Not all sources of income are taxed in the same way. The interest income, e.g. that you earn in savings account, is taxed differently to dividend income you earn as a shareholder in a company.

As an investor and taxpayer, you should manage your investments and tax affairs in such a way that you maximise investment returns, while limiting your tax expenditure.

This is according to Floris Slabbert, director at Ecsponent Financial Services, who believes that a financial advisor would be best to help guide you through this process but, he insists, “If you find yourself a little overwhelmed and need clarity, it helps if you understand some of the key terms and percentages to get you back on track.”

 

Dividend vs. Interest Income

“Investors in shares, such as those listed on the JSE, can earn an income from the dividends declared by the company in which the shares are held. Before paying the dividend, tax legislation requires the company to deduct dividend withholding tax of 20%. The company pays this tax to SARS on your behalf. I.e. if the dividend declared is R100, you will receive R80 and SARS R20.”

“You will still have to report the gross dividend earned when filing your returns.”

On interest, Slabbert goes on to say that, “Generally, the interest a South African resident and taxpayer earns in a savings or investment account is included in the calculation of your taxable income. However, the first R 23,800 you earn as interest is exempt from tax. If you are older than 65 a secondary rebate is applied, which then increases the total rebate to R 34 500. It is worth noting that this rebate amount has remained unchanged since 2014.

 

Which is better?

It depends on each investor’s financial and taxable income position and there is no one-size-fits-all answer. However, it is an important question to explore with your financial advisor.

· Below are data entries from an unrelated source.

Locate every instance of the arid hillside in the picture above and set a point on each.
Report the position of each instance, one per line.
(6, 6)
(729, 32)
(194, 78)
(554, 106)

Let’s look at Dan’s situation as an example. He is 62 years old and receives R20 000 per month from his pension fund and R4 200 from a fixed deposit at his local bank. Dan has just retired and used his lumpsum one third tax benefit from his retirement fund. He withdrew the full tax free lumpsum portion of R800 000 to reinvest elsewhere and supplement his retirement income.

By opting for dividend income, Dan could pay less tax of R7 303 per year when compared to an interest-bearing investment. This provision allows for an upgrade to Dan’s medical aid, golf membership or extra holiday per year. Additionally, if interest rates should go down or up, Dan’s income is not affected and nor is his tax position.

 

Seek financial help and guidance

At the start of the South African tax year, which kicked off on 1 March, Slabbert encourages all taxpayers, to approach their financial advisor to review their investments, maximise the tax opportunities available to them and make adjustments to stay on track with their personal goals.